Ask a QuestionFrequently Asked Questions
CPT 76856 is the billing code for "Ultrasound, pelvic (nonobstetric), complete". For complete pelvic ultrasound (nonobstetric)
Medicare pays approximately $101.57 for CPT 76856 (national average). Actual payment varies by geographic location due to GPCI adjustments. Hospital and commercial insurance rates are typically 2-4x higher than Medicare rates.
CPT 76856 has a total RVU of 3.77, broken down as: Work RVU 0.70, Practice Expense RVU 3.00, and Malpractice RVU 0.07. RVUs (Relative Value Units) determine Medicare reimbursement rates.

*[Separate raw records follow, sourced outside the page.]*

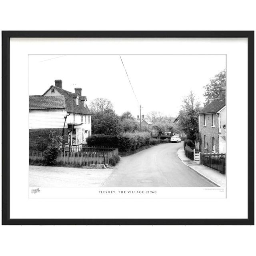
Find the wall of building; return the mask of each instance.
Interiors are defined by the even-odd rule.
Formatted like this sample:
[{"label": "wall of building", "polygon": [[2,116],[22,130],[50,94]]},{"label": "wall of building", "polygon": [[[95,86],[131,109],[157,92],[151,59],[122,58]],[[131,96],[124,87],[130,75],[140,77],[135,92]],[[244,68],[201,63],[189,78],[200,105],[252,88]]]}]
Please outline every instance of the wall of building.
[{"label": "wall of building", "polygon": [[[30,150],[40,150],[44,145],[48,144],[50,142],[49,134],[51,131],[56,132],[56,135],[62,136],[65,122],[64,117],[67,114],[66,111],[63,110],[30,110]],[[74,123],[80,124],[79,127],[84,133],[82,144],[85,144],[86,138],[92,135],[91,118],[90,117],[88,119],[88,116],[90,116],[89,115],[83,115],[83,118],[84,116],[86,119],[83,118],[82,120],[81,115],[78,114],[70,114],[67,117],[65,123],[64,142],[68,143],[68,124],[74,123]]]},{"label": "wall of building", "polygon": [[[206,114],[206,126],[204,126],[204,115],[200,117],[200,135],[201,138],[201,151],[203,153],[212,152],[212,137],[215,141],[215,152],[219,152],[218,118],[216,114],[214,115],[214,126],[212,127],[212,114]],[[204,135],[206,136],[207,148],[204,148]]]},{"label": "wall of building", "polygon": [[65,121],[64,116],[66,115],[66,111],[64,110],[30,110],[29,129],[63,128]]},{"label": "wall of building", "polygon": [[226,129],[223,128],[223,125],[226,124],[226,108],[220,112],[220,131],[222,135],[226,134]]},{"label": "wall of building", "polygon": [[[29,129],[29,150],[42,151],[46,149],[48,145],[51,143],[49,134],[54,132],[55,136],[62,135],[62,128],[48,128],[45,129]],[[68,143],[68,128],[64,129],[63,143]]]},{"label": "wall of building", "polygon": [[[92,135],[92,123],[91,116],[90,115],[82,115],[82,120],[81,118],[80,114],[70,114],[67,118],[67,124],[81,124],[81,128],[84,133],[84,140],[82,141],[82,144],[86,143],[86,139]],[[75,117],[74,122],[74,116]],[[88,117],[90,117],[88,119]],[[87,131],[87,132],[86,132]]]},{"label": "wall of building", "polygon": [[52,93],[51,92],[51,90],[49,90],[44,95],[44,96],[60,96],[62,94],[60,94],[55,88],[53,88],[54,89],[54,93]]}]

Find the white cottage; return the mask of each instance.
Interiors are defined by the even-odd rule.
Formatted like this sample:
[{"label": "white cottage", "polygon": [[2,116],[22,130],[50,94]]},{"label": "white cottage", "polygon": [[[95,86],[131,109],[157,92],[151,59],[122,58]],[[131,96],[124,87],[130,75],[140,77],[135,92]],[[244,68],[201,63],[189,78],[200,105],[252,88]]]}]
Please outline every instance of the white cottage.
[{"label": "white cottage", "polygon": [[92,113],[82,96],[62,89],[62,81],[55,80],[42,95],[29,96],[30,149],[40,150],[49,142],[50,131],[62,136],[64,143],[82,146],[91,134]]}]

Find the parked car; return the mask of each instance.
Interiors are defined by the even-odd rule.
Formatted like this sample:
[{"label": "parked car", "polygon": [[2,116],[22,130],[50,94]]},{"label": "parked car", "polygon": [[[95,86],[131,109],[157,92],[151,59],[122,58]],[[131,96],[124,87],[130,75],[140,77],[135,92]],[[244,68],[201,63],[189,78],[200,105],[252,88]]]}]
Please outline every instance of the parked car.
[{"label": "parked car", "polygon": [[171,138],[171,142],[180,142],[181,141],[181,139],[178,136],[172,136]]}]

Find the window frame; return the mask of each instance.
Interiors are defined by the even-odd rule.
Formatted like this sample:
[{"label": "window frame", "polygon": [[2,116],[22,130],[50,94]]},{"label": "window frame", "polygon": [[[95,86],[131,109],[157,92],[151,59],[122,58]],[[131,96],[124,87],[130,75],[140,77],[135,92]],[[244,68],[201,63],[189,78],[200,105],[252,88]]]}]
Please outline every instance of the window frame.
[{"label": "window frame", "polygon": [[214,114],[212,114],[212,127],[215,127],[215,125],[214,124]]}]

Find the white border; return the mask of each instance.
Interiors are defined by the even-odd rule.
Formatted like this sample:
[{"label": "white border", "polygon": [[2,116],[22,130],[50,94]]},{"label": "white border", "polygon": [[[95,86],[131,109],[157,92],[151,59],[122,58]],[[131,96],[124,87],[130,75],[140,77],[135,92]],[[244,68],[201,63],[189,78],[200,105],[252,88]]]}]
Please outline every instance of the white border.
[{"label": "white border", "polygon": [[[245,143],[242,148],[246,157],[242,161],[235,162],[232,157],[237,154],[234,140],[228,143],[226,199],[30,200],[26,175],[28,170],[26,152],[28,150],[28,129],[24,113],[28,112],[28,105],[29,54],[225,54],[228,56],[227,83],[232,84],[232,91],[228,86],[227,89],[227,130],[230,128],[229,138],[236,138],[237,118],[241,117],[243,136],[247,140],[247,39],[243,38],[11,39],[10,132],[14,134],[17,124],[20,124],[19,132],[22,136],[19,138],[19,143],[22,144],[24,150],[17,156],[15,154],[17,142],[14,136],[11,137],[11,218],[246,218],[247,144]],[[239,104],[237,103],[238,99]],[[232,112],[228,112],[228,109]],[[240,147],[238,149],[241,150]]]}]

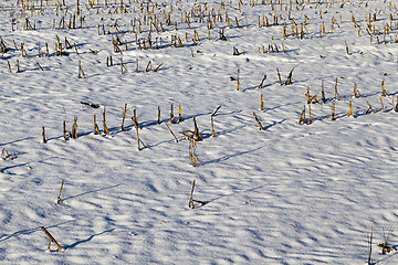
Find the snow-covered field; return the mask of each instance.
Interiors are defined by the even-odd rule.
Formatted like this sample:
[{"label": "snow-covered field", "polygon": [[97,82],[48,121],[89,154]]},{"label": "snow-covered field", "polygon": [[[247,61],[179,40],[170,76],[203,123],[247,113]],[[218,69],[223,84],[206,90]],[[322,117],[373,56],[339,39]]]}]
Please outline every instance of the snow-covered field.
[{"label": "snow-covered field", "polygon": [[[373,230],[371,262],[397,264],[394,232],[377,246],[398,222],[397,26],[388,0],[1,0],[0,263],[367,264]],[[301,125],[307,87],[321,104]],[[193,117],[198,167],[179,134]]]}]

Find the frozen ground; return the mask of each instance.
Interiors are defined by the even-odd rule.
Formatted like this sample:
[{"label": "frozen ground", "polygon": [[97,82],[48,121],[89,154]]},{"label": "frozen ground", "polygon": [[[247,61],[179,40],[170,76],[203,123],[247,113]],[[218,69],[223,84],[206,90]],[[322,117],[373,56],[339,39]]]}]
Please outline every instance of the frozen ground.
[{"label": "frozen ground", "polygon": [[[8,52],[0,60],[0,148],[10,156],[0,161],[0,263],[367,264],[373,227],[373,262],[397,264],[395,251],[381,255],[377,246],[384,242],[383,229],[398,221],[398,115],[391,107],[398,95],[395,1],[284,1],[281,10],[280,2],[268,0],[255,6],[248,0],[189,0],[174,1],[171,13],[170,3],[124,2],[127,13],[116,13],[119,0],[107,2],[106,9],[103,1],[93,7],[81,1],[77,15],[75,1],[44,1],[41,9],[40,2],[30,1],[23,11],[21,2],[1,0],[0,36]],[[147,7],[158,19],[154,23],[159,32],[153,25],[151,41],[155,46],[161,36],[163,49],[148,49]],[[214,23],[212,17],[208,40],[206,21],[212,7],[222,22]],[[203,23],[196,18],[185,23],[185,13],[192,9],[197,17],[205,12]],[[60,28],[62,15],[67,24],[73,14],[78,29],[62,29],[62,23]],[[263,26],[263,15],[270,26]],[[292,23],[300,33],[304,15],[306,26],[298,39],[292,35]],[[146,50],[139,50],[132,32],[138,32],[138,18],[137,38],[146,39]],[[36,30],[23,30],[24,19],[32,26],[35,21]],[[326,33],[320,39],[323,22]],[[392,29],[384,36],[386,23]],[[103,34],[102,25],[109,34]],[[221,28],[228,41],[220,40]],[[193,30],[200,38],[197,45]],[[112,44],[117,31],[123,54]],[[170,47],[176,34],[184,47]],[[78,54],[73,47],[56,56],[56,35],[63,47],[65,38],[75,43]],[[39,42],[44,54],[40,57]],[[21,56],[21,43],[28,57]],[[268,53],[269,44],[280,52]],[[232,54],[233,47],[240,55]],[[109,55],[113,66],[106,66]],[[77,78],[80,61],[86,78]],[[163,65],[143,73],[149,61],[153,70]],[[276,68],[284,82],[296,65],[293,84],[280,86]],[[241,91],[231,80],[238,70]],[[263,87],[256,88],[264,75]],[[336,78],[342,99],[334,98]],[[383,81],[386,113],[380,105]],[[300,125],[307,87],[321,100],[322,82],[326,103],[312,104],[312,124]],[[354,97],[354,84],[363,97]],[[349,102],[354,117],[347,117]],[[366,113],[367,102],[376,114]],[[128,112],[121,130],[125,103]],[[333,103],[335,120],[329,118]],[[171,104],[176,124],[169,123]],[[177,121],[179,105],[182,121]],[[103,106],[109,135],[94,135],[93,115],[102,130]],[[213,138],[210,115],[218,106],[222,107],[213,117]],[[146,145],[140,151],[133,109]],[[259,130],[253,112],[264,130]],[[74,117],[78,138],[65,140],[63,120],[71,130]],[[193,117],[203,137],[197,142],[199,167],[189,165],[189,141],[179,134],[193,129]],[[63,203],[57,204],[62,180]],[[193,199],[207,202],[195,210],[188,208],[193,180]],[[46,251],[49,239],[41,226],[63,251],[53,244]],[[398,247],[395,233],[389,243]]]}]

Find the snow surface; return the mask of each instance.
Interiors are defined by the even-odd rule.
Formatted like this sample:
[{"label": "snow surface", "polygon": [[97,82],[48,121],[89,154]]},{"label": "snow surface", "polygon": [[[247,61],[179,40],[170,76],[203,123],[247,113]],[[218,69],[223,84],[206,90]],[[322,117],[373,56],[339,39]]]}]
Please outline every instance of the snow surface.
[{"label": "snow surface", "polygon": [[[9,153],[0,162],[0,263],[367,264],[371,227],[373,262],[398,263],[396,252],[381,255],[377,246],[384,242],[383,229],[388,231],[398,221],[398,116],[391,108],[392,96],[398,95],[395,1],[311,0],[298,7],[283,1],[281,9],[280,3],[271,6],[268,0],[255,6],[251,0],[241,4],[233,0],[224,2],[222,10],[220,1],[172,1],[169,25],[171,1],[149,1],[148,6],[146,1],[144,13],[142,2],[125,1],[128,13],[115,13],[118,0],[108,1],[107,9],[102,0],[93,8],[81,1],[83,29],[59,29],[62,14],[66,12],[67,24],[77,12],[75,1],[64,3],[43,1],[40,10],[40,2],[30,1],[25,11],[21,2],[0,3],[0,36],[9,49],[0,60],[0,148]],[[159,33],[153,29],[151,40],[155,43],[161,36],[163,49],[139,50],[135,42],[134,18],[142,21],[137,36],[148,39],[147,7],[159,19]],[[210,41],[207,17],[203,23],[195,18],[189,25],[181,23],[181,13],[195,8],[197,15],[200,9],[208,14],[212,7],[223,21],[212,21]],[[279,24],[272,25],[275,13]],[[371,28],[380,32],[376,32],[379,44],[377,35],[370,44],[366,31],[365,18],[371,14],[373,19],[374,13],[377,21]],[[262,26],[263,15],[270,26]],[[292,23],[297,23],[300,33],[304,15],[304,39],[292,36]],[[359,35],[352,15],[360,26]],[[339,28],[334,24],[332,33],[333,18]],[[32,25],[35,21],[36,30],[23,30],[24,19]],[[284,22],[287,40],[283,40]],[[326,34],[320,39],[322,22]],[[386,43],[385,22],[394,29]],[[123,54],[112,45],[115,23]],[[98,24],[111,34],[101,30],[98,35]],[[137,28],[138,21],[136,32]],[[228,41],[220,40],[221,28]],[[197,45],[193,30],[200,38]],[[170,47],[175,34],[184,47]],[[67,56],[56,56],[55,35],[63,44],[65,38],[75,43],[78,54],[69,49],[64,50]],[[28,57],[21,56],[22,42]],[[280,52],[268,53],[269,44],[277,45]],[[233,47],[240,55],[232,54]],[[106,66],[109,55],[113,66]],[[127,70],[123,74],[121,57]],[[86,78],[77,78],[78,61]],[[163,65],[157,72],[144,73],[149,61],[153,70]],[[284,82],[296,65],[293,84],[280,86],[276,68]],[[238,70],[242,91],[231,81]],[[263,87],[256,88],[264,75]],[[336,78],[343,100],[334,98]],[[300,125],[307,87],[321,99],[323,81],[326,103],[312,104],[312,124]],[[383,97],[386,113],[380,105],[383,81],[389,94]],[[363,97],[353,96],[354,84]],[[260,110],[261,95],[264,110]],[[349,102],[354,118],[347,117]],[[376,114],[366,113],[367,102]],[[125,130],[121,130],[125,103],[128,112]],[[335,120],[329,119],[332,103]],[[184,121],[169,123],[171,104],[176,121],[181,106]],[[94,135],[93,115],[102,130],[103,106],[111,135]],[[213,117],[213,138],[210,115],[218,106],[222,107]],[[156,123],[158,107],[160,125]],[[140,151],[133,109],[146,145]],[[253,112],[264,130],[259,130]],[[64,140],[62,123],[66,119],[71,130],[74,117],[78,138]],[[193,117],[203,137],[197,142],[199,167],[189,165],[189,141],[179,134],[193,129]],[[42,126],[46,144],[42,142]],[[63,203],[57,204],[62,180]],[[193,180],[193,199],[207,202],[203,206],[196,203],[195,210],[188,208]],[[41,226],[63,251],[53,244],[46,250],[49,239]],[[398,244],[394,233],[389,243],[392,248]]]}]

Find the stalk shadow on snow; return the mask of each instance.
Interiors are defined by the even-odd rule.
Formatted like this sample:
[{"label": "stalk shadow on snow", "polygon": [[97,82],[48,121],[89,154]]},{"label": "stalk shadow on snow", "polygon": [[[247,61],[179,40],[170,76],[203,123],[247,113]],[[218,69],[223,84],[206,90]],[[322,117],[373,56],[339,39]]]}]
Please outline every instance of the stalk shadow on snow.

Key documentation requirements for CPT 76856 include: Indication for pelvic ultrasound; Complete pelvic evaluation; All pelvic organs documented; Findings and interpretation. Missing or incomplete documentation is a leading cause of claim denials for this code.
Bundling considerations for CPT 76856: Includes complete pelvic ultrasound. Includes interpretation and report Use an NCCI bundling checker to verify specific code combinations before billing.
Common modifiers for CPT 76856 include: 26 (Professional component only (interpretation)), TC (Technical component only (equipment/staff)), 59 (Distinct procedural service if performed separately). Modifiers indicate special circumstances and can affect reimbursement or prevent claim denials.
The typical time requirement for CPT 76856 is 20-30 minutes typical procedure time. Time-based codes require documentation of the actual time spent providing the service.